Original Reordering code by Ananthakrishnan Ramanathan & Ritesh M. Shah. Modified code by Raj Nath Patel. For details on the approach and reordering rules, refer to "Raj N. Patel, Rohit Gupta, Prakash B. Pimpale and Sasikumar M, Reordering rules for English-Hindi SMT, in Second Workshop on Hybrid Approaches to Translation, ACL 2013, Sofia, Bulgaria, August 4-9, 2013"

LICENSE

The software is licensed under GPL V3. Please see the file LICENSE.txt

For more information, bug reports, and fixes, contact: Raj Nath Patel / Prakash Pimpale CDAC, Rain tree marg, sector 7, CBD Belapur Navi Mumbai - 400614 India rajnathp@cdac.in/prakash@cdac.in http://kbcs.in/

CONTACT

For questions about this distribution, please contact KBCS, CDAC Mumbai at sasi@cdac.in. We provide assistance on a best-effort basis.

TUTORIAL/QUICKSTART INSTRUCTIONS

Quickstart guidelines, primarily for end users who wish to use the reordering, are below.

DEPENDENCIES

-OS - Linux
-perl should be installed 
-python should be installed	
-python xml library(lxml) should be installed 
("lxml" Can be installed using command "#yum install python-lxml")

INSTALLING

To install the system, just extract the file 'cdacm-kbcs.rosy-v1.0.tar.gz'. On command line-

$tar -xzvf cdacm-kbcs.rosy-v1.0.tar.gz

USE

You can use the system in two ways. If your input is in plain text file (example at ./sample-input.txt) you should use cdacm.ROSY-T.sh script for reordering and cdacm.ROSY-X.sh if it is in XML format (example at ./sample-input.xml), in the following way -

$bash <SCRIPTNAME> <INPUTFILE> 

Sample Usage :
Usage 1:
	- $bash cdacm.ROSY-T.sh sample-input.txt
It takes text file sample-input.txt as input and outputs reordered sentences in file sample-input.reorderd.txt

Usage 2:
	-$bash cdacm.ROSY-X.sh sample-input.xml
it takes xml file as input, extract sentences inside the "input" tag, reorders it and put it back in the same file. Sample Input and Output given below.

SAMPLE XML INPUT:

<Input sentence="01">It is beautiful.<Reordered></Reordered></Input>
<Input sentence="02">Jaipur , popularly known as the Pink City , is the capital of Rajasthan state , India.<Reordered></Reordered></Input>
NOTE: Its part of xml input file.
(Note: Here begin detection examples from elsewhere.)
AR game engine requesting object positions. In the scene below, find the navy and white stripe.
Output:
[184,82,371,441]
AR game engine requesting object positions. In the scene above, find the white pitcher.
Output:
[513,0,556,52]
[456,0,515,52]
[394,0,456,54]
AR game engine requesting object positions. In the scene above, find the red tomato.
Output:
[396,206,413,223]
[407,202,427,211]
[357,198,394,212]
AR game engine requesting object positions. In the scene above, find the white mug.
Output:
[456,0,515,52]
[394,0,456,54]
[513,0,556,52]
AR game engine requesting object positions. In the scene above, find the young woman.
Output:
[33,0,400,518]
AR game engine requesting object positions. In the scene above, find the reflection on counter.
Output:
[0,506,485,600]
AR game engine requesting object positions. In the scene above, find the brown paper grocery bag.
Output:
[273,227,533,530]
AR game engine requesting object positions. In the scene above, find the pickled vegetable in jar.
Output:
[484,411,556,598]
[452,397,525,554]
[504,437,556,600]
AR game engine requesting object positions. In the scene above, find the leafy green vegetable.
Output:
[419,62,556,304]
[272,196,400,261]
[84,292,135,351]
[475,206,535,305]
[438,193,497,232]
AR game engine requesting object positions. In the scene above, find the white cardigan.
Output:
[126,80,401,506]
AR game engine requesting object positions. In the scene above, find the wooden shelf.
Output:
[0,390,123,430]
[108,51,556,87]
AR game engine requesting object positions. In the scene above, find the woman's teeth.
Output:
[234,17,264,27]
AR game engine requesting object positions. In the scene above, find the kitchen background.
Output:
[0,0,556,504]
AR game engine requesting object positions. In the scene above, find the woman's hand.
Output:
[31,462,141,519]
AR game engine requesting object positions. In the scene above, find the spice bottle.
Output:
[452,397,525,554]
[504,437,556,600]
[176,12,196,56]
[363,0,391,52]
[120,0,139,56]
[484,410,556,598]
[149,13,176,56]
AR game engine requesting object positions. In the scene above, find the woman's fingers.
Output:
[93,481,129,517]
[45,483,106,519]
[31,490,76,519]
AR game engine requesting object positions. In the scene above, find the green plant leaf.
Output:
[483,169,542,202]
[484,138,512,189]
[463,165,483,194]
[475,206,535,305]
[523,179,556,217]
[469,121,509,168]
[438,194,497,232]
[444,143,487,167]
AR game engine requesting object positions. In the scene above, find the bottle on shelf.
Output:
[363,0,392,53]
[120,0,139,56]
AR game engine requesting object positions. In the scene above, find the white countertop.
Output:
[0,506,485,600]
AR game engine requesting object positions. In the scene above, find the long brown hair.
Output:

For whole format see the "sample-input.xml"

SAMPLE XML OUTPUT:
<Input sentence="01">It is beautiful.<Reordered>It beautiful is .</Reordered></Input>
<Input sentence="02">Jaipur , popularly known as the Pink City , is the capital of Rajasthan state , India.<Reordered>Jaipur , popularly the Pink City as known , Rajasthan state , It beautiful is India . of the capital is .

NOTE: Intermediate outputs will be saved "cdacm.rosy-v1.0/tmp"

PROGRAMMATIC USE

You need to make a call to cdacm.reorder-text.sh and cdacm.reorder-xml.sh from you program to use the system.

DETAILED

INSIDE

-cdacm-kbcs.rosy-v1.0

-research //directory containing publications

	-input.txt //sample input text file

	-input.xml // sample input xml file

-tools //directory containing all other tools

	-grammar //containing trained model for English parser(Stanford)

		-englishPCFG.ser.gz //model

	-Parse //directory containing Recursive Decent Parser

		-RecDescent.pm //Recursive Decent Parser

	-cdacm-reorder.pl //perl script containing reordering rules

	-changeAtt.py // To change the attribute value in xml files			
	
	-compare2files.py //To match to file at word level. In English parsing process, parser changes some words, like colour-> color.

	-convert.py // convert the parsed sentence output, compatible to "cdacm-reorder.pl"
	
	-getAttValue.py// To get input text from xml file

	-lexparser.sh // Its shell script to run "Stanford Parser"

	-runstanfordparser.sh // To run "lexparser.sh"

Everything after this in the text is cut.